Geometrik yorumlama yoluyla sembolizm, İslam sanatı ve mimarisinin önemli özelliklerinden. İslam, gerçek bir temsilden ziyade sembolik veya imgesel bir yaklaşımı benimsediğinden geometri, gelişimini felsefe ve yaşam biçiminde arayan bir cami tasarımında sembolizmin soyutlanmasında en hayati araçlardan biri haline geliyor. Bu özel caminin gerekliliklerinde kubbe, minare ve kemer gibi caminin geleneksel sembolik unsurlarına sahip olma zorunluluğu bulunuyormuş. Tasarımcılar tarafından bu zorunlu kriter, “Soyut Göstergebilim” kavramı aracılığıyla cami mimarisindeki geleneksel sembollerin soyutlanması için bir fırsat olarak değerlendirilmiş ve bu ilke, ölçülebilir kütle, mekân ve diğer ölçülemeyen unsurlara daha derin bir algısal düzeyde uygulanmış.
Buradaki kubbe, gün ışığının içeriye girmesine izin veren ve gökyüzünün engin deneyimini yaşatan bir tasarıma sahip. Minareler gökyüzüne doğru yükselen heykelsi unsurlar olarak tasarlanmış. Caminin girişi tipik bir kemerden hacimsel bir kemere dönüştürülerek daha davetkar hale getirilirken istikrarı temsil eden basit bir dikdörtgen hacim oyularak insan merkezli bir ölçek amaçlanmış. Tek katlı yüksek cami, kullanıcılara mekânsal kalite açısından mükemmel bir deneyim yaşatıp maneviyatı sadece mekânsal kaliteyle değil, aynı zamanda dokunma ve görme yoluyla da veriyor.

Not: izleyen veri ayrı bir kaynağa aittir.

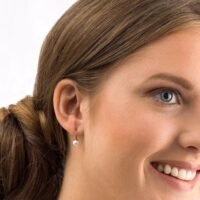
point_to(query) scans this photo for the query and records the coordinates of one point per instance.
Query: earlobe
(66, 101)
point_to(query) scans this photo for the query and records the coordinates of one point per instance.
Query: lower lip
(176, 183)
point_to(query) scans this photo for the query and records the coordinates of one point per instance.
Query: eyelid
(178, 94)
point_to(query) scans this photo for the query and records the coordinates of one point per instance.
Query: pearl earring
(75, 142)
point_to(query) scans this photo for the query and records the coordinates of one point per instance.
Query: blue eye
(167, 96)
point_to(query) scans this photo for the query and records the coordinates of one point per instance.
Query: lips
(183, 181)
(177, 172)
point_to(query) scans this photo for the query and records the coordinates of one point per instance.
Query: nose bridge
(189, 137)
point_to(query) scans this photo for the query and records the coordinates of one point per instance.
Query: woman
(115, 110)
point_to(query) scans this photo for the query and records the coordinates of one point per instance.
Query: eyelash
(173, 91)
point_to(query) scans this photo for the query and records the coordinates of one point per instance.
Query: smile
(182, 174)
(177, 174)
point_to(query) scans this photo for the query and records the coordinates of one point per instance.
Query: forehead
(177, 53)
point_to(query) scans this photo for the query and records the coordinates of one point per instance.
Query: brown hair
(83, 45)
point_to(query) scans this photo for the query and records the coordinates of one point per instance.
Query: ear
(67, 102)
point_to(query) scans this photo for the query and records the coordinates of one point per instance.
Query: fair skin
(126, 126)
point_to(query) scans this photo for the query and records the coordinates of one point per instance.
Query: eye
(167, 96)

Zamansız bir maddesellik elde etmek amacıyla Bangladeş cami mirasında uzun bir yol kat eden kırmızı tuğla ve taşlar kullanılmış. Tuğlanın koyu kırmızısı, çevredeki yeşilliklerle yumuşak bir kontrast oluşturuyor. Zemin ve kaideler taştan, özellikle de mermerden yapılmış. Mermer zeminler gözenekli olduğundan kavurucu yaz sıcağında bile zemini serin tutuyor. Ayrıca burada sadece çevresel bir parametreden ziyade bir yapı elemanı olarak kullanılmış. Kuzey ve güney taraflarındaki açıklıklardan gelen doğrudan ışıklara ek olarak birkaç dolaylı ışık daha, duvar ve kubbeden geçerek maneviyatı artıracak yönde düzenlenmiş.
Camiler cuma öğleden sonraları hariç diğer günlerde nispeten daha sessiz olduğundan bina tasarımında mekanik araçlara çok fazla bağımlı olmak yerine doğal havalandırma ve soğutma sistemleri tercih edilmiş ve gereksiz maliyetler bu yolla azaltılmış. Geniş açıklıklar bol miktarda ışık ve hava sağlarken tüm ibadet alanının atmosferi, alanın iyi aydınlatılmasını sağlayan bir tavan penceresi ile güçlendirilmiş.